The restrictions of these legacy group annuity contracts makes 403(b) assets especially sticky.
“If you’re a plan sponsor with these legacy contracts, frequently they’ll throw their hands up in the air and the participant is left alone,” said Mr. Levy. Participant inertia also takes over, and advisers will find that it’s only the most engaged participants who will make the move.
Mr. Moslander noted that generally, plan sponsors kick off a re-enrollment into the plan when they cut down the number of providers available, giving workers the opportunity to choose from the options available in the consolidated 403(b).
Though mutual fund choices may be similar from one provider to another, many legacy annuity contracts tend to stay where they are. “It wouldn’t be uncommon for 50% to 60% of the assets to move over when they come from the individual contract method,” said Jon Shuman, vice president and head of markets and investment partner development at MassMutual. The insurer doesn’t offer 403(b) group variable annuities, but does offer mutual funds.
Indeed, if the worker has to choose between eating a 7.5% surrender charge or moving to the new investment lineup, then it might be better to hold off. There are also other scenarios where it makes sense to stay.
“There’s the grandfathering of certain 403(b) contracts, where it may not make sense to consolidate,” noted Mac Gardner, an adviser with Raymond James & Associates Inc. For instance, participants with 403(b) account balances prior to 1987 can wait until age 75 (or April 1 of the calendar year immediately after the calendar year in which they retire, if later) to begin taking distributions.
It can help to send participant communications to illustrate the underlying expenses of the old product versus the new one and to educate them on their options, Mr. Levy added.

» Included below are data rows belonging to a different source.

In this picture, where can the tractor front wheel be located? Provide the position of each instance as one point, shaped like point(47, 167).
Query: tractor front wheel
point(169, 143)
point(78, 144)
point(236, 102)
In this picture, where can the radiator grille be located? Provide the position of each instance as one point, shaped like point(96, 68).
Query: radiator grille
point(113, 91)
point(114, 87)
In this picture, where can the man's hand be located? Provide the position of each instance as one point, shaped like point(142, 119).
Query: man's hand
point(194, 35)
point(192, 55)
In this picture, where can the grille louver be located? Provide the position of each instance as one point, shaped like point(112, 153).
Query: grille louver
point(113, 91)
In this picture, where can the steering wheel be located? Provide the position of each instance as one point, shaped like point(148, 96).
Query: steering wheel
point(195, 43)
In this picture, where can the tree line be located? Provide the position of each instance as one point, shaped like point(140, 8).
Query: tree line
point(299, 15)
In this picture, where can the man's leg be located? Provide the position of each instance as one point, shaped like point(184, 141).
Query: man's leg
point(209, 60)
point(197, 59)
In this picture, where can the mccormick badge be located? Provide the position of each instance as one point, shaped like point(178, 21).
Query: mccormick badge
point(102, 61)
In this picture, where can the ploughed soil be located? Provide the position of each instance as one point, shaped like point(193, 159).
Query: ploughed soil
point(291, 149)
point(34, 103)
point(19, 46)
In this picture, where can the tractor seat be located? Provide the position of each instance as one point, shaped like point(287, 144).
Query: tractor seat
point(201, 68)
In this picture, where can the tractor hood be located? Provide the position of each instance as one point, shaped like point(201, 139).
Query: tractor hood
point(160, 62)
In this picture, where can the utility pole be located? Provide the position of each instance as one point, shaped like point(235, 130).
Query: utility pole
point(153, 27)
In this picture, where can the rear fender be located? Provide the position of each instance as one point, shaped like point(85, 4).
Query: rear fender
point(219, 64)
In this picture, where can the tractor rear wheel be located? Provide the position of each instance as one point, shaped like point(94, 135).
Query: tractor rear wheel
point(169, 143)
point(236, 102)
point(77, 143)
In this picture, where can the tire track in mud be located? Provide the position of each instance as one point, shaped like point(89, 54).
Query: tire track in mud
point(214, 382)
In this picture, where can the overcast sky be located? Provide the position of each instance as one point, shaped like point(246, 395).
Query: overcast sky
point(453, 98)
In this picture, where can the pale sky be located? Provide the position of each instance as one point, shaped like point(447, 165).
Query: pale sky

On the product development side, insurers who participate in the 403(b) space have changed their group annuity products going forward. TIAA-CREF, for instance, provides a suite of annuity products that range from high-yielding with the least amount of liquidity to low-yielding with more liquidity.
“A 7.5% surrender charge is more reflective of legacy contracts,” Mr. Moslander said. “What you see more of now are equity washes or a one-, three- or five-year period of time that it takes to get the money out, which enables companies to manage disintermediation risk.”